LL Aktuell

LL Aktuell
Geschichten und andere Geschichten

Wednesday, August 29, 2012

Der braucht n bißchen Leim

Gestern ist die Bombe geplatzt.

Beziehungsweise wurde sie geplatzt. Wenn eine Bombe in die Luft gesprengt wird von einem Sprengmeister, und vorher Stroh und Sandsäcke um sie rum aufgetürmt wurden, dann ist das nicht so schlimm. Da brennen nur ein paar Dachstühle ein bißchen, und die Fenster fliegen raus wegen der Druckwelle.

Die Leute, die von Ferne zugeschaut haben und ein Video gedreht haben, die haben sogar gejohlt als sie die Explosion gesehen haben.
Das find ich makaber. Man muss jetzt kein Grüner oder Pazifist sein, aber die meisten Menschen in Deutschland sind eher gegen Krieg. Für mich hat diese 250 Kilo Fliegerbombe aus dem Zweiten Weltkrieg die Kriegssituation sehr gut wiederbelebt: Dicht besiedeltes Gebiet, dicht bebautes Gebiet, und eine riesige Bombe, deren Lichtkegel zehnmal größer ist als alles, was ich bisher gesehen habe. Nur diesmal wurde jeder Bewohner im Umkreis eines Kilometers evakuiert, und die Baustruktur der umliegenden Häuser ist um einiges stabiler, und es ist nur eine Bombe, und nicht dreißig. Ein weiterer großer Unterschied von damals und heute: heute können wir noch viel größere, bösere Bomben bauen.
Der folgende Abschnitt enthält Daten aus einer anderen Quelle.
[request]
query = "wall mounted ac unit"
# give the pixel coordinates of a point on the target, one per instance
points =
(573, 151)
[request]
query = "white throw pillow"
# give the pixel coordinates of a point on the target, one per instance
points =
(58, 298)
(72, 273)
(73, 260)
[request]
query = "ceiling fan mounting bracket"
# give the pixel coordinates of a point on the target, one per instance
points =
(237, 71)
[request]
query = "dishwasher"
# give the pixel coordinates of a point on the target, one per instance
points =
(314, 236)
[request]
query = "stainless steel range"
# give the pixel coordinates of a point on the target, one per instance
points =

Was mich aber wirklich zum Denken bringt über Krieg ist die Kombination dieser Fliegerbombe - die prekärerweise unter der Schwabinger Sieben lag, wo mein Vater schon hinging im Studium, und eine meiner Gutesten ständig war - neben dieser Bombe bringt mich auch das letzte Wochenende stark ans Denken an Krieg. Da haben wir nämlich einen Campingplatz gesehen, der sehr stark nach Feldlager im Krieg aussah. Schlammmassen wo man hinsah, übelkeiterregender Geruch nach menschlichen Exkrementen, Menschen, die völlig verschmutzt und ohne Schuhe durch wadenhohe braune Lachen Brackwasser gingen, taumelnde Menschen, wankende Menschen, Menschen die alleine nicht mehr gehen konnten, und darüber Gegröle, das leicht Schmerzensschreie hätten sein können. Es war das Chiemsee Reggae Festival, und auch wenn es gerade nicht so klingt, hat es echt Spaß gemacht, denn: wir haben ja nicht auf einem Campingplatz geschlafen.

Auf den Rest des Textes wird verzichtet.